AOC has a political mentor

10 positive branding lessons from Winnie the Pooh

Winnie the Pooh is a beloved teddy bear created by writer AA Milne and illustrator EH Shepard. Milne named Pooh after his son Christopher's teddy bear and wrote several collections of stories about it, beginning with Winnie-the-Pooh in 1926. Walt Disney Productions licensed certain rights to Pooh from AA. Milne's estate in 1961 and created the feature films that became the basis for one of his most successful series. Winnie The Pooh and Friends of The Hundred Acr, the wood was adorable and pure, and their adventures and misadventures brought with them a whole host of life lessons that can be applied to any brand. Here are 10 positive branding lessons from Winnie the Pooh:

1) Keep it simple.

When building a brand, it can be easy to fall into the trap of overly complicated content. Pooh says, “It's more fun to talk to someone who doesn't use long, difficult words, but rather short, simple words like, 'What about lunch?” Whenever possible, double-check simple phrases and never forget those Attraction to talk about lunch.

2) Set goals before you start.

Creating a new brand or redesigning and exiting can be so exciting that it's tempting to jump right into the business. Says Pooh, “Before starting a hunt, it is wise to ask someone what you are looking for beforehand. Start looking for it. “Likewise, when you're working on branding, knowing where you want your brand to go helps you focus your work. Before embarking on any branding or hunting project, set goals for yourself.

3) Don't rush.

On the other hand, achieving brand goals is perfectly fine to take your time. While it's wise to have clear goals, know that there's no need to get everything done right away. Says Pooh, "The rivers know there is no rush. We will get there one day. Be like a river to meet your brand goals: slow and steady.

4) Immerse yourself in joy.

Office work can sometimes make us want to take our job seriously, but branding is often more appealing when it takes advantage of the joy. Pooh says, "Sometimes the smallest things take up the most. Space in your heart" and "Nobody can be disturbed with a balloon." Think about how your brand can develop its own version of a ball.

5) Take breaks.

It is true that there is no such thing as a dream that is too big, but there are certainly dreams that are too big to be fulfilled all at once. Pooh says, "People say nothing is impossible, but I don't do something every day." Doing nothing every day is not an option, but you should always find time to do nothing here and there.

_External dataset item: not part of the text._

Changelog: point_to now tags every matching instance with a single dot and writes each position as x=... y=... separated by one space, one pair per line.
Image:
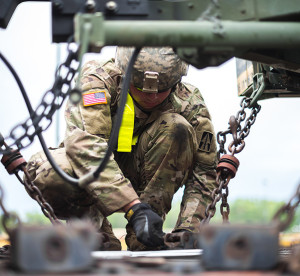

6) Appreciate common sense.

Be careful not to over-intellectualize your branding choices. Sometimes the smartest moves come from surprisingly simple places. P ooh said, "Those who are intelligent, who have a brain, never understand anything." Common sense ideas can come from anywhere, including those who are not very savvy.

7) Too much healing.

Many of the world's most successful entrepreneurs have been accused of being obsessive or unduly caring about their jobs. Pooh says, “Some people care too much about it. I think it's called love. “Never be afraid to love your job, even if others don't understand why it is so important to you.

8) Be Compassionate with Yourself Many hard workers find the hardest part of giving themselves the same grace that they give to others. Nobody knows everything when they start (or never!) And that's totally understandable. Says Pooh, “What's wrong with knowing what you know now and not knowing what you will know later? “Give yourself the empathy that you don't know everything when you start and find out what you didn't know later.

9) Expect criticism.

Indeed, this self-compassion can be difficult to practice when receiving criticism from others. If you expect everything you create to be criticized, it may make it less stinging. Pooh says, "Sometimes you find that something that seemed very much inside you is very different when it comes out openly and other people look at it." Expect others to have opinions about your things and learn to let go of unnecessary things.

10) Get it.

Perhaps Pooh's most appropriate branding advice is an admonition to reach out to others to share your work and heart. Pooh says, “You cannot stay in your corner of the forest and wait for others to come to you. Sometimes you have to go. Take this wonderful brand that you have worked so diligently to create for others - for your audience, your employees, and your mentors - to share with the world ..

Winnie the Pooh is timeless class c for a reason. The simplicity and joy with which he and his friends live and learn is both engaging and inspiring. Take some time to think about how your brand can look a little more like Winnie the Pooh.